Extras News
Oxford Locals Reflect on Summer Murders
By Madison Scarpino
Journalism Student
mnscarpi@go.olemiss.edu
The Oxford and Ole Miss communities are likely to never forget the summer of 2019. On July 20, 21-year-old Ole Miss student Ally Kostial was found dead about 20 miles from campus with multiple gunshot wounds. This was only two months after Oxford Police Officer Matthew Kinne allegedly shot 31-year-old Dominque Clayton in the head while she was sleeping.
A grand jury indicted 22-year-ole Ole Miss student and Texas native Brandon Theesfeld for capital murder and kidnapping for the death of Kostial. Post-indictment, Theesfeld’s attorneys requested a mental evaluation, but the results are still pending. Theesfeld has returned to the Lafayette County Detention Center.
For many in the community, the murder was a shock.
Oxford native Amanda Hyneman was born and raised in Oxford and is a third-generation Oxonian. Hyneman said Oxford was a great and safe place to grow up. Her doors were never locked and she never felt threated. She was shocked when news of the murder broke.
“It’s just so sad and it’s just so senseless. I think the town was just heartbroken,” Hyneman said. “I think people were just afraid that it could happen to anybody.”
Clayton and Kostial’s murder are not the only killings the town has experienced. Hyneman recalls another shocking murder she experienced in Oxford in 1986. Ole Miss student Jean Elizabeth Gillies was brutally murdered by a man she had dated named Douglas Hodgkin. Hodgkin has recently been paroled.

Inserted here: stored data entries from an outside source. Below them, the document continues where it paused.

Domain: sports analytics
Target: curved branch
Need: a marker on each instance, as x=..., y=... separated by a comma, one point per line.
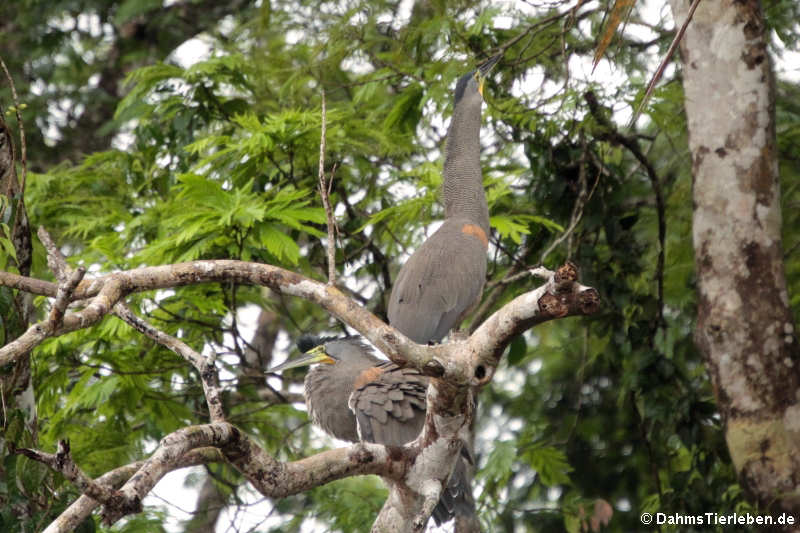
x=272, y=478
x=81, y=508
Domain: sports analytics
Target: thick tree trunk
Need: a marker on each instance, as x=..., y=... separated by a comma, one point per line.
x=744, y=326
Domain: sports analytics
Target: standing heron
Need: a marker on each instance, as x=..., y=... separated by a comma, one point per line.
x=444, y=277
x=354, y=396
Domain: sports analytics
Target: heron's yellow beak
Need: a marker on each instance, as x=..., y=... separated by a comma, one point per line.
x=315, y=355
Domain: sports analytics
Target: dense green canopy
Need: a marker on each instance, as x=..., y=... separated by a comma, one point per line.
x=138, y=157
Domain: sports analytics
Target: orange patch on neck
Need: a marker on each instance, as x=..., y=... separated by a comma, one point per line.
x=367, y=376
x=476, y=231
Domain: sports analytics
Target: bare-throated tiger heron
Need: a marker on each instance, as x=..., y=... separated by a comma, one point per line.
x=352, y=395
x=444, y=277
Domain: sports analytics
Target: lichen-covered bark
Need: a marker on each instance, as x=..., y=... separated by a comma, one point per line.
x=744, y=326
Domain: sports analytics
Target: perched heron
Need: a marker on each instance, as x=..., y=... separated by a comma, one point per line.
x=355, y=396
x=444, y=277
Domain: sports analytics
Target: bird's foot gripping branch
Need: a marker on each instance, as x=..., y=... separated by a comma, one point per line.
x=417, y=471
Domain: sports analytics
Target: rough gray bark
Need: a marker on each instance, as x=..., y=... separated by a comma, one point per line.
x=417, y=471
x=744, y=327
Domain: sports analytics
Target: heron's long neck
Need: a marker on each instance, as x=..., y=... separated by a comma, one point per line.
x=463, y=191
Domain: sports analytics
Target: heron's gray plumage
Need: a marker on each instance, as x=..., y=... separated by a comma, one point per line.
x=361, y=397
x=444, y=277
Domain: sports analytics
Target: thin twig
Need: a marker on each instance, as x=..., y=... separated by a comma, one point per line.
x=324, y=192
x=22, y=143
x=203, y=365
x=664, y=62
x=63, y=298
x=62, y=462
x=56, y=261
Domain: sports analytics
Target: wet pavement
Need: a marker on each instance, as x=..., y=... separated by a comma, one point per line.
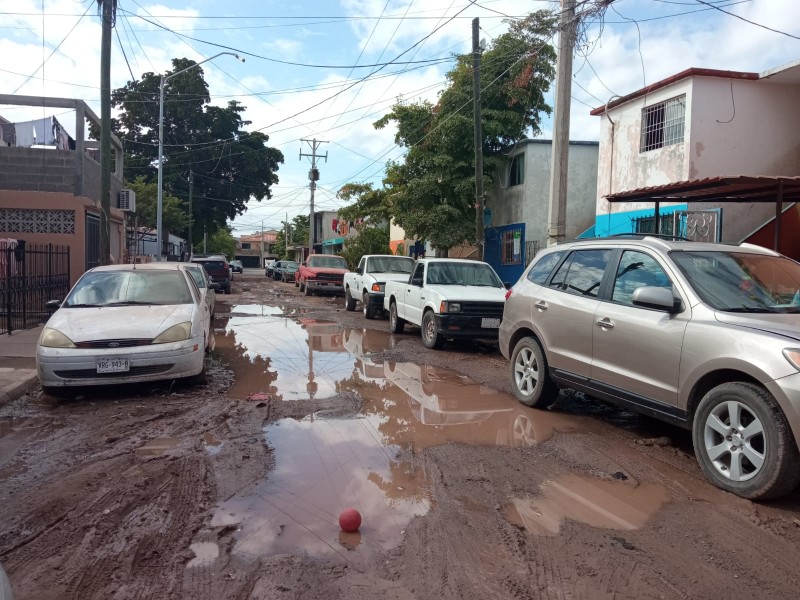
x=324, y=465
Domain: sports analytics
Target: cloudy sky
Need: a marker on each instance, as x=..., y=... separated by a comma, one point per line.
x=306, y=73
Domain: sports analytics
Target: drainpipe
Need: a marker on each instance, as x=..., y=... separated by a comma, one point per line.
x=611, y=159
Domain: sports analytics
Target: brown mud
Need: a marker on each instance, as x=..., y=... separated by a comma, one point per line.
x=232, y=489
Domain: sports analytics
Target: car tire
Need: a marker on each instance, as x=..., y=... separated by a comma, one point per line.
x=349, y=301
x=369, y=308
x=759, y=459
x=431, y=337
x=396, y=324
x=530, y=378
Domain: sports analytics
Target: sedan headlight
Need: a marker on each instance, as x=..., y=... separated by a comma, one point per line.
x=176, y=333
x=793, y=356
x=53, y=338
x=450, y=307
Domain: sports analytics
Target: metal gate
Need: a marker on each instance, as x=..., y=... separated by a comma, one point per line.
x=30, y=275
x=92, y=241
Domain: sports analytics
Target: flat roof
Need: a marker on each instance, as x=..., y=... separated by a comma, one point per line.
x=739, y=188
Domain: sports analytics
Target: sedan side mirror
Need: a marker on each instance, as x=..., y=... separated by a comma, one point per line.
x=657, y=298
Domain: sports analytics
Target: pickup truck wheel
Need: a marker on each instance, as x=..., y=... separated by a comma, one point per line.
x=529, y=375
x=349, y=301
x=430, y=335
x=744, y=443
x=396, y=324
x=369, y=308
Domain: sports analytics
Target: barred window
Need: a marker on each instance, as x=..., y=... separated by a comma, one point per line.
x=516, y=175
x=662, y=123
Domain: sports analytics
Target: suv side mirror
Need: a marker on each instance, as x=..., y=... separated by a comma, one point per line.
x=657, y=298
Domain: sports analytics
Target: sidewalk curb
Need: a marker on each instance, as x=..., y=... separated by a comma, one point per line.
x=24, y=384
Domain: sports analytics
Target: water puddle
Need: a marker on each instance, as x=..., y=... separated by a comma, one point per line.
x=323, y=466
x=596, y=502
x=157, y=446
x=205, y=553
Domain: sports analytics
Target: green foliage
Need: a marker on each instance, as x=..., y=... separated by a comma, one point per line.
x=431, y=193
x=222, y=242
x=298, y=236
x=370, y=240
x=174, y=214
x=231, y=165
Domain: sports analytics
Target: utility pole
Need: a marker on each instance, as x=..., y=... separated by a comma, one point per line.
x=313, y=176
x=191, y=213
x=557, y=221
x=109, y=8
x=476, y=88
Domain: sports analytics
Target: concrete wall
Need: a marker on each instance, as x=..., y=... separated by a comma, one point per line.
x=77, y=240
x=529, y=203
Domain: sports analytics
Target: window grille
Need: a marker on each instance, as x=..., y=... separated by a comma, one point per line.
x=662, y=123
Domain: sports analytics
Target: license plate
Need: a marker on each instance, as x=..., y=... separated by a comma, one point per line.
x=112, y=365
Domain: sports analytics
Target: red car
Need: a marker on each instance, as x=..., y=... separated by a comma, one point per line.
x=322, y=273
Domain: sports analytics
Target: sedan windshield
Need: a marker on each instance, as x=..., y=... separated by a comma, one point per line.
x=120, y=288
x=478, y=274
x=330, y=262
x=391, y=264
x=743, y=282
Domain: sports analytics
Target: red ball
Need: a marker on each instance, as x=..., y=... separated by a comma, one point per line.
x=350, y=520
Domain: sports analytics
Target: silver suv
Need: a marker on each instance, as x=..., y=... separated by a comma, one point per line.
x=703, y=335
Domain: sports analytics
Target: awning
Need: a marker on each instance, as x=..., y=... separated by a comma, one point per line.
x=720, y=190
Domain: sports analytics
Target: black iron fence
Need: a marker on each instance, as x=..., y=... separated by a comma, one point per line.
x=30, y=275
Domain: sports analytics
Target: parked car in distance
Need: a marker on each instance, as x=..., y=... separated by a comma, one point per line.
x=289, y=271
x=123, y=324
x=706, y=336
x=322, y=273
x=217, y=267
x=447, y=298
x=367, y=283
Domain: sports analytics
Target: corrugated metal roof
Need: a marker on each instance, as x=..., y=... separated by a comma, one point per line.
x=740, y=188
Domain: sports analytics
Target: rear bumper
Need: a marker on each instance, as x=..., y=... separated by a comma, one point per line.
x=325, y=287
x=467, y=326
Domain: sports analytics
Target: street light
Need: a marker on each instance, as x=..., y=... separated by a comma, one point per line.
x=159, y=206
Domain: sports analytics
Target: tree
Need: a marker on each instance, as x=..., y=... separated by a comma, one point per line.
x=431, y=191
x=231, y=166
x=298, y=236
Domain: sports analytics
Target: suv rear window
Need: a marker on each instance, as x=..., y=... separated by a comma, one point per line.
x=544, y=266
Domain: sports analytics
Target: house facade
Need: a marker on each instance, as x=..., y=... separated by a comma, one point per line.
x=694, y=125
x=50, y=183
x=518, y=203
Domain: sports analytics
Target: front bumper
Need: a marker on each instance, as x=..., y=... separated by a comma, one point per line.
x=466, y=326
x=61, y=367
x=325, y=287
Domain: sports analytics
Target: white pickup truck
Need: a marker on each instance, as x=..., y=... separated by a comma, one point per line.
x=447, y=298
x=367, y=282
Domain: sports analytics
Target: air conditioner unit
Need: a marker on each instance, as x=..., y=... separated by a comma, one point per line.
x=127, y=200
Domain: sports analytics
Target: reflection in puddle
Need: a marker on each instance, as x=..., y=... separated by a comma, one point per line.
x=596, y=502
x=157, y=446
x=205, y=553
x=323, y=467
x=212, y=444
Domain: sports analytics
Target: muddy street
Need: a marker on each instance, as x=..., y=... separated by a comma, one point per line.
x=232, y=489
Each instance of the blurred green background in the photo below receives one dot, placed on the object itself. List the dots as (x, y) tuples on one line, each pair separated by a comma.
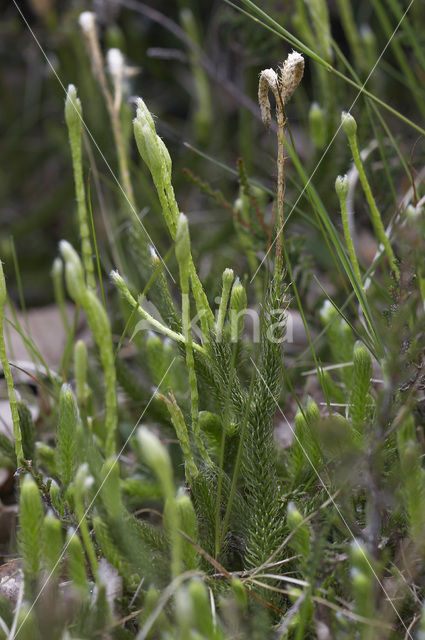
[(198, 72)]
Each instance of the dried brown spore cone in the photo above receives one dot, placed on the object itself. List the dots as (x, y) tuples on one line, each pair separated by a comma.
[(282, 85)]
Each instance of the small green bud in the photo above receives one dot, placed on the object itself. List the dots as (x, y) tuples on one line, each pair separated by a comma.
[(414, 214), (27, 430), (156, 458), (66, 435), (46, 457), (300, 540), (73, 111), (202, 608), (73, 270), (295, 593), (185, 613), (188, 524), (327, 312), (80, 371), (348, 124), (359, 557), (240, 593), (57, 269), (368, 40), (30, 521), (341, 187), (317, 125), (182, 240), (55, 497), (76, 561), (294, 517), (362, 359), (227, 278), (238, 302), (155, 356), (143, 114), (52, 542)]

“The town had absolutely never seen anything like that. It was a big deal.” Hyneman said.
Oxford local Allyson Ashmore moved to Oxford from Memphis years ago, and was used to murders frequently occurring in Memphis. She says the city of Oxford was not prepared for this type of tragedy.

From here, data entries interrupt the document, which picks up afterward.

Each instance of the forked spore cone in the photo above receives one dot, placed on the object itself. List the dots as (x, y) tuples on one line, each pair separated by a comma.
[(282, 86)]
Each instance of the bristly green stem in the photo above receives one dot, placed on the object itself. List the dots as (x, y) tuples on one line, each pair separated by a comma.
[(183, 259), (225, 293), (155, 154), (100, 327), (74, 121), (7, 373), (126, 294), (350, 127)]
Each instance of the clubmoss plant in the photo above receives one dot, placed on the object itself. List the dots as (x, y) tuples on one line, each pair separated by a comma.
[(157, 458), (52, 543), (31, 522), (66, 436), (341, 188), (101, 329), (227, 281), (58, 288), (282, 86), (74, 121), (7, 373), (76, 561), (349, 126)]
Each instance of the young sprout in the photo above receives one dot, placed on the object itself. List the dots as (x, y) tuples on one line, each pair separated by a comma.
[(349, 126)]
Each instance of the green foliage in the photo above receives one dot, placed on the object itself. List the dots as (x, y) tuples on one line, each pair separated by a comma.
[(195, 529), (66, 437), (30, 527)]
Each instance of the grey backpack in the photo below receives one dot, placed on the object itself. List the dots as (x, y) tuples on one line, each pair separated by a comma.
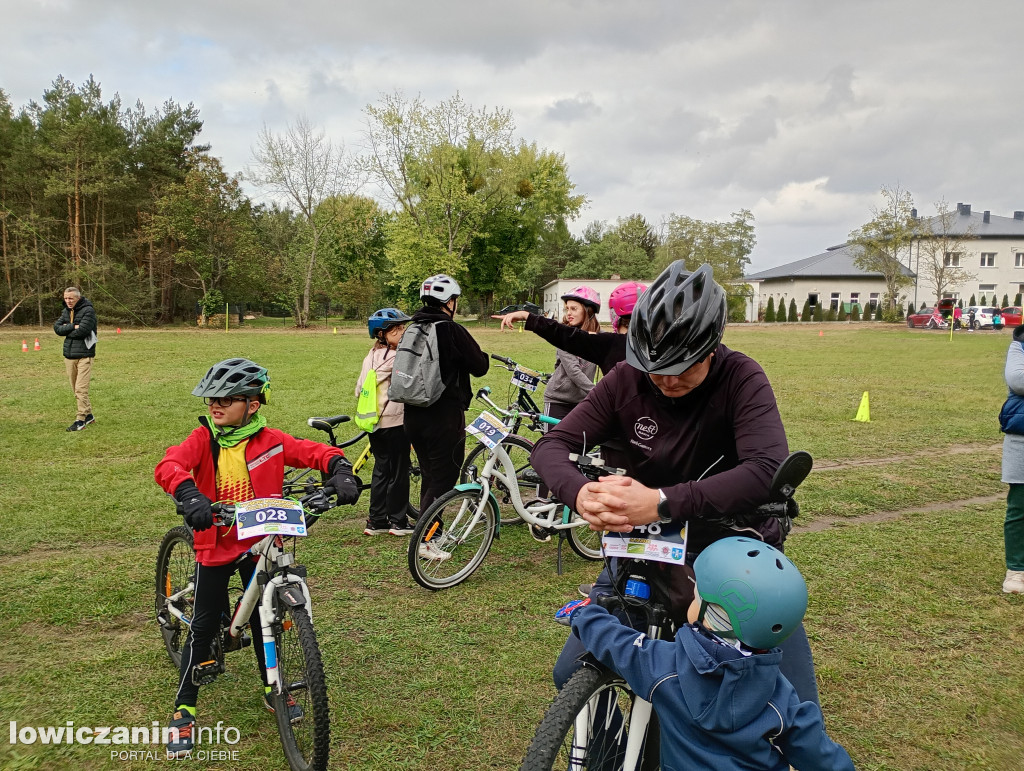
[(416, 375)]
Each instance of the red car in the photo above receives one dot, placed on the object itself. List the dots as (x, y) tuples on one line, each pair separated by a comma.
[(929, 317)]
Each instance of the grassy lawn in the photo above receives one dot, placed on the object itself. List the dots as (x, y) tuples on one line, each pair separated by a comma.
[(918, 651)]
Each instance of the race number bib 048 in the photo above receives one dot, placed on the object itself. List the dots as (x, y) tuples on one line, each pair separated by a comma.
[(269, 516), (525, 379), (655, 542), (487, 429)]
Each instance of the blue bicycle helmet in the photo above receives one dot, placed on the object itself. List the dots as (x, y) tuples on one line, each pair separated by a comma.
[(756, 585), (385, 318)]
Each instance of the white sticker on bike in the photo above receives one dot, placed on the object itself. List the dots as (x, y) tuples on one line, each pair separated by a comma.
[(656, 543), (269, 516), (488, 430)]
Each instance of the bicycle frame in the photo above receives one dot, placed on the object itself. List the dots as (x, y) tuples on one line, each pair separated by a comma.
[(271, 554)]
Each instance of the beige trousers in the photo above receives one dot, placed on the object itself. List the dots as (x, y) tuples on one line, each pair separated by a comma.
[(79, 373)]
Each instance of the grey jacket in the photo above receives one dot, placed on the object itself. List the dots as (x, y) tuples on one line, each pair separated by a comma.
[(1013, 444), (571, 380)]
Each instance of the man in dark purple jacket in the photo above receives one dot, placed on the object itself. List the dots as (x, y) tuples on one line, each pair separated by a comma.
[(699, 431)]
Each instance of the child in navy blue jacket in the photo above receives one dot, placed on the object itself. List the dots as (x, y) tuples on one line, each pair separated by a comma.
[(720, 698)]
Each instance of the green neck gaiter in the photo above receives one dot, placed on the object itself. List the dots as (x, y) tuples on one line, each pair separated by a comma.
[(228, 436)]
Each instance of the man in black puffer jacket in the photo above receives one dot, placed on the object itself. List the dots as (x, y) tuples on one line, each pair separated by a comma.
[(77, 326)]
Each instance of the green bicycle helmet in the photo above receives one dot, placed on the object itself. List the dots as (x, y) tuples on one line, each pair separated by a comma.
[(236, 377), (756, 585)]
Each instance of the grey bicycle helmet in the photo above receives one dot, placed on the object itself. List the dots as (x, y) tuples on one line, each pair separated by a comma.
[(756, 585), (235, 377), (441, 288), (677, 322)]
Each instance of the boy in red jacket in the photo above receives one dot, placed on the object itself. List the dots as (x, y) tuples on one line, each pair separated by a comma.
[(233, 456)]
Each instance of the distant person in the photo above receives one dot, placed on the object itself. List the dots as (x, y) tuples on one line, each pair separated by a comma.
[(721, 700), (438, 431), (603, 348), (388, 442), (77, 326), (1013, 473)]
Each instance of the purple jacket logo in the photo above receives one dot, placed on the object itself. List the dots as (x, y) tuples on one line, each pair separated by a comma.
[(645, 428)]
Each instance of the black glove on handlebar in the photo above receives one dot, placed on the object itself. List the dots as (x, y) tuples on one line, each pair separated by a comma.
[(343, 481), (196, 508)]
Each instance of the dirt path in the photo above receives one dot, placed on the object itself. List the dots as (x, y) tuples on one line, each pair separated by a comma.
[(826, 523)]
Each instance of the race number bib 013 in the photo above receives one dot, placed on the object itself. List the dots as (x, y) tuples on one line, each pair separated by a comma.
[(655, 542), (525, 379), (269, 516), (487, 429)]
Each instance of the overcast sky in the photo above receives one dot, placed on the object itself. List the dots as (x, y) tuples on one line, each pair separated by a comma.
[(797, 111)]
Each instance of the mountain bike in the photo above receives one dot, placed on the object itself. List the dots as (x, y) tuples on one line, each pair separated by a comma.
[(454, 536), (596, 721), (299, 481), (294, 667)]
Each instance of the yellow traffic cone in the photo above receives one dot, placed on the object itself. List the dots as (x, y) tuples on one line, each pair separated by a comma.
[(863, 412)]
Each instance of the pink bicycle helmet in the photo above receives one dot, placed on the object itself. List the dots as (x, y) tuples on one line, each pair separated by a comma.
[(623, 299), (584, 295)]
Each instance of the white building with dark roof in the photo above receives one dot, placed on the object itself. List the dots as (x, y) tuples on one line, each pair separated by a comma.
[(994, 256)]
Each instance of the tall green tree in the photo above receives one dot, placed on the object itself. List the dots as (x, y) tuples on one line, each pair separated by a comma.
[(885, 243), (725, 246)]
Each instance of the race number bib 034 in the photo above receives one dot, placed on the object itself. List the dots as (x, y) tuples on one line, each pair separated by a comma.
[(269, 516), (525, 379), (655, 542), (487, 429)]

“There’s a lot of people in this town that never thought about that especially the people who were raised here,” Ashmore said. “It’s shocking and they’re unprepared for news like that.”
With a pending mental evaluation and no new information on the Theesfeld-Kostial case in the media, the story is gone from the headlines. It is unknown where the trial will be or when new information on the case will be shared.
“It’s sad that as time passes the memories fade and people tend to forget,” Hyneman said. “But when the trial comes…it will all come back.”